DYT11 dystonia is most often caused by mutations in SGCE, which encodes the ε-sarcoglycan protein. Patients often experience early-onset myoclonus and dystonia, along with psychiatric symptoms. Previous work has already established that SGCE mutations can lead to abnormal brain activity, especially in the cerebellum. Until now, it was unclear whether chronic genetic changes in the brain’s circuitry, particularly in Purkinje cells, the cerebellum’s primary output neurons, contributed to those motor symptoms.
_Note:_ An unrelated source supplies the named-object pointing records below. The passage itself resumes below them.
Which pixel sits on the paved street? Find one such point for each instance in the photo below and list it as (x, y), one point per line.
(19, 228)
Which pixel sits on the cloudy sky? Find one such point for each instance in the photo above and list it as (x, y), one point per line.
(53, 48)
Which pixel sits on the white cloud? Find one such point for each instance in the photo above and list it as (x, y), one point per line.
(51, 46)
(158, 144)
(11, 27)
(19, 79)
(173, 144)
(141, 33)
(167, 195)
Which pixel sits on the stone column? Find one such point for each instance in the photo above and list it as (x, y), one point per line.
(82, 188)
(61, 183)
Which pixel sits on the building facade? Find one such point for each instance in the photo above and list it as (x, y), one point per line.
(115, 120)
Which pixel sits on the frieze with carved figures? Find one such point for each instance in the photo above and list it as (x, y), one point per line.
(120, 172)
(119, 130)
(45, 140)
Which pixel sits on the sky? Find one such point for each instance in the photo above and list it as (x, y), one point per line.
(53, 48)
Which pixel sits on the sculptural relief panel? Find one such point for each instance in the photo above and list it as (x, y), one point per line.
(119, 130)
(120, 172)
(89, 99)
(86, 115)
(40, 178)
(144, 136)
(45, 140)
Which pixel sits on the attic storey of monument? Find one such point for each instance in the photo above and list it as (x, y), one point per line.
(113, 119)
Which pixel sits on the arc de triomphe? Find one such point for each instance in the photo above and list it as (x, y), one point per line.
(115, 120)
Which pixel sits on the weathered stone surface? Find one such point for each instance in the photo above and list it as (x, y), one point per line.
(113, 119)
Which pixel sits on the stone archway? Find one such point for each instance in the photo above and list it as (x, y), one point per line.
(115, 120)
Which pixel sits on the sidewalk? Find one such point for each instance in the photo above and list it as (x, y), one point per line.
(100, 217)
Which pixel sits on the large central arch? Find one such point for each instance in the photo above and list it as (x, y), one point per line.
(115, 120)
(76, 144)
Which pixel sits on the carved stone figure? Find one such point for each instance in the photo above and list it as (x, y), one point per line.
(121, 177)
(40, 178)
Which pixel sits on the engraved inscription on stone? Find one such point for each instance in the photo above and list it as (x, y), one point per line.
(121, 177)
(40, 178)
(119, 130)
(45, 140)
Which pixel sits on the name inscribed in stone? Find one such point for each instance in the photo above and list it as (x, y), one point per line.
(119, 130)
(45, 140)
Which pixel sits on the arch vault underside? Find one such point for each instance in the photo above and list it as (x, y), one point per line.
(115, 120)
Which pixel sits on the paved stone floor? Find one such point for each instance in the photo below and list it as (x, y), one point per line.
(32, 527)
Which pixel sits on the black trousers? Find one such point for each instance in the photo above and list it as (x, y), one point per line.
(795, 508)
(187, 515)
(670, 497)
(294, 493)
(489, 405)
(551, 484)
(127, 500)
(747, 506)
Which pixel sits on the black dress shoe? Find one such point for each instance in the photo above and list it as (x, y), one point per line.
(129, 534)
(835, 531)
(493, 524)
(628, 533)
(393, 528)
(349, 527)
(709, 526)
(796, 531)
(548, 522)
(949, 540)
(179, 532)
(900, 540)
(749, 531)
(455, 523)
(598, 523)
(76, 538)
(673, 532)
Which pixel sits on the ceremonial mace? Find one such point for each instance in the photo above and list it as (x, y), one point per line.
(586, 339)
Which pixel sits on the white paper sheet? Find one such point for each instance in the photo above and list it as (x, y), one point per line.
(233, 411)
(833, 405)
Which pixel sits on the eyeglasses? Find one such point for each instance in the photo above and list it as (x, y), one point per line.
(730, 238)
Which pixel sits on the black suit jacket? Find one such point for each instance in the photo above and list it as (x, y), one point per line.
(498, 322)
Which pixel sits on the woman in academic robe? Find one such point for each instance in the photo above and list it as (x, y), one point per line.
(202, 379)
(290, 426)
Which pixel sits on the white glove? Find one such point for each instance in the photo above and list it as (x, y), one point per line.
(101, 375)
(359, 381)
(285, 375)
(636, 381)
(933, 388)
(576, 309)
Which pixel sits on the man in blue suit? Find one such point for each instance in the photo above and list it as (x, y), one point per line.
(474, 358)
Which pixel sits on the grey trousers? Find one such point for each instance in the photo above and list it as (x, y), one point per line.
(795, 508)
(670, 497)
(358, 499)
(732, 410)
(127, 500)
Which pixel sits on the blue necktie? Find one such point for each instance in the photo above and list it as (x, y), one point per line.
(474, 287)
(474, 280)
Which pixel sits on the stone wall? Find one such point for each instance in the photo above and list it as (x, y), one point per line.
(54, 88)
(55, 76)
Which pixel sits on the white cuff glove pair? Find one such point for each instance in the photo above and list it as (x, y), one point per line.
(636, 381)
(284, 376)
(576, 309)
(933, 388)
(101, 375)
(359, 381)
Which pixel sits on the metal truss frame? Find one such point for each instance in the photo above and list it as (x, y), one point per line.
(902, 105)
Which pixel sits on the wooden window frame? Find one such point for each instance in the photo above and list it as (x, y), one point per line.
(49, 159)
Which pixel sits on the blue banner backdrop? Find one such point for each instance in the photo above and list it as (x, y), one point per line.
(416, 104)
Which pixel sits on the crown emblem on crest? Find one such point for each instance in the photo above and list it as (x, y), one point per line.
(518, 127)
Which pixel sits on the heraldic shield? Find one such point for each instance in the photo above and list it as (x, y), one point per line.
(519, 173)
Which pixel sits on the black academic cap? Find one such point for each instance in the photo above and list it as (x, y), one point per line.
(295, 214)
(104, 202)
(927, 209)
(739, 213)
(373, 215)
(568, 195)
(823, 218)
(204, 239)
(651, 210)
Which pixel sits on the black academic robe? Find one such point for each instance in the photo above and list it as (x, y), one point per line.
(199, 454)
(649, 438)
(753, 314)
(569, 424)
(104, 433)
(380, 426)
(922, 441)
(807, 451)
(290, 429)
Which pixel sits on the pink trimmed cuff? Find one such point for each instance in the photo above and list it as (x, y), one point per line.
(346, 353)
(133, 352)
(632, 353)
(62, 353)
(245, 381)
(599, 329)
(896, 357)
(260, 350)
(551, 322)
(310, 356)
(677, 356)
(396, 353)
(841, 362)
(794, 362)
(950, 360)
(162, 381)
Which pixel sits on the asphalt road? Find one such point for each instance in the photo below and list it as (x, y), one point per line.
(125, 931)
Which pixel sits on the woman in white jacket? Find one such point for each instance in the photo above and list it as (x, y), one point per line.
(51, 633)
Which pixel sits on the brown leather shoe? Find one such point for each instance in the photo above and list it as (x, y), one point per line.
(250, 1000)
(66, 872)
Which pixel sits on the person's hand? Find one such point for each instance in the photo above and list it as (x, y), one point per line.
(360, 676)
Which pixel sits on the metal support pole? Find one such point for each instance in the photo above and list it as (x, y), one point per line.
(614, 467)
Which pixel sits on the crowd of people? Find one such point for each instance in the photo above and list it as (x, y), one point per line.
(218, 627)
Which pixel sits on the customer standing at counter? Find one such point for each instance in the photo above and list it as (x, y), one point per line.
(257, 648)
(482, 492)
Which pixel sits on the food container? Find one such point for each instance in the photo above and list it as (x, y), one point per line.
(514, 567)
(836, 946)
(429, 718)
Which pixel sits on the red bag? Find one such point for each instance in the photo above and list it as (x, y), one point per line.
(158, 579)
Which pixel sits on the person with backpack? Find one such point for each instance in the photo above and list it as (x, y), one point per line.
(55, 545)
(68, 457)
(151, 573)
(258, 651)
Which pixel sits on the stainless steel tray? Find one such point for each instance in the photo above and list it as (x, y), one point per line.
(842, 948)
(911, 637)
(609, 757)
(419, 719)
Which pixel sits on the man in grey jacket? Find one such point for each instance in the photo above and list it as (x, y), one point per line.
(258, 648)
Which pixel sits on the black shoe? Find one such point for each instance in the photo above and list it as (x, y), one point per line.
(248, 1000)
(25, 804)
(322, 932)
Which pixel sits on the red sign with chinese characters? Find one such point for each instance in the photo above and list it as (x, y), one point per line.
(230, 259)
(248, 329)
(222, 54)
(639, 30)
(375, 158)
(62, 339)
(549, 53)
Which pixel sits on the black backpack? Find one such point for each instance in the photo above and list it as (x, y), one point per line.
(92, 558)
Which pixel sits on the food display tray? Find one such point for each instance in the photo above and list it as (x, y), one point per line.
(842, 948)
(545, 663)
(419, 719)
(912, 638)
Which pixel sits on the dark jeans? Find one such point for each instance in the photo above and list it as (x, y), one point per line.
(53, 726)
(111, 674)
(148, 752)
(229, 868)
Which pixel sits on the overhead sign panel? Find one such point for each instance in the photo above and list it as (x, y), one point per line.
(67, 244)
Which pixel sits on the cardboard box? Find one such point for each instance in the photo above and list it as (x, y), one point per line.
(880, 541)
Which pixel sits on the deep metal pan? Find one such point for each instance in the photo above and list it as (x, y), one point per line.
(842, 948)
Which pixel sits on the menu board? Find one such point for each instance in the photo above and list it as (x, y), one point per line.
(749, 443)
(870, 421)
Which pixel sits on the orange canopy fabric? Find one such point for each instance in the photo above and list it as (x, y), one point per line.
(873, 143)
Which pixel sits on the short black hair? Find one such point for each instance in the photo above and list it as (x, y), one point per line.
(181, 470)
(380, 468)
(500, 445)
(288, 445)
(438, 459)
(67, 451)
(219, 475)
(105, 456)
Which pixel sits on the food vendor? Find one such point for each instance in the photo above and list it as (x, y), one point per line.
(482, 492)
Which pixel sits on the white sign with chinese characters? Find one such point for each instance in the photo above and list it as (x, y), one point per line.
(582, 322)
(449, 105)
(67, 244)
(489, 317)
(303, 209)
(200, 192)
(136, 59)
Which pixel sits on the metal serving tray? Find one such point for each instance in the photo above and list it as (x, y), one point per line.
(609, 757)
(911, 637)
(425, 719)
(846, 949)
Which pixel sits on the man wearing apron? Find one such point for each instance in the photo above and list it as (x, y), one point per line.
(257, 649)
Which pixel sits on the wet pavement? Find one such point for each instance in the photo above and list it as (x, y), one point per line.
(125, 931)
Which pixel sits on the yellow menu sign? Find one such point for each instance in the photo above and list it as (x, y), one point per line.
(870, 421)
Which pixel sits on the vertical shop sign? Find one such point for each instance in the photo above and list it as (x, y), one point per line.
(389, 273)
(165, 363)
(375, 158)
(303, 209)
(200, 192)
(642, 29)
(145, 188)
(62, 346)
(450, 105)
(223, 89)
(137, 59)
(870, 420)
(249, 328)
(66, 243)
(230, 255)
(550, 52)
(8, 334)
Using Sgce knockout (KO) mice, Li’s team discovered that these cells fire differently in male and female mice. While both sexes showed changes, females exhibited more pronounced reductions in Purkinje cell firing frequency, especially in a type of cell known as non-tonic Purkinje cells. Males showed more subtle changes but greater firing regularity. These findings aligned with earlier behavioral data showing that female KO mice experienced four times as much myoclonus as males.
“This is one of the first studies to show such clear sex-specific electrophysiological changes in Purkinje cells in a dystonia model,” said Li, “It adds an important layer to our understanding of why symptoms might manifest differently between male and female patients.”
Interestingly, despite these significant functional disruptions, the intrinsic membrane properties of the Purkinje cells remained largely unchanged. This suggests that the dysfunction is tied more closely to how these neurons communicate within the brain’s motor network, rather than to their baseline physiology. “Understanding these neural dynamics brings us closer to more precise and personalized treatment strategies for dystonia,” said Li.
The implications are powerful, by understanding how cerebellar dysfunction contributes to dystonia, and how it differs between sexes, researchers may be able to develop more targeted and individualized therapies. This is especially important given that many current treatment options for DYT11, including deep brain stimulation, are not universally effective. “We’ve known that the cerebellum plays a role in dystonia, but this study highlights how sex can influence how genetic mutations affect motor phenotypes.”
As Li’s lab continues to explore brain network interactions and the roots of movement disorders, these findings provide a vital clue in decoding the complex puzzle of dystonia.
Research reported in the publication was provided by Tyler’s Hope for a Dystonia Cure and the Norman Fixel Institute for Neurological Diseases at UF Health, National Institutes of Health grants, and the Office of the Assistant Secretary of Defense for Health Affairs through the Peer-Reviewed Medical Research Program Discovery Awards. The content is solely the authors’ responsibility and does not necessarily represent the official views of the National Institutes of Health. Opinions, interpretations, conclusions, and recommendations are those of the author and are not necessarily endorsed by the Department of Defense.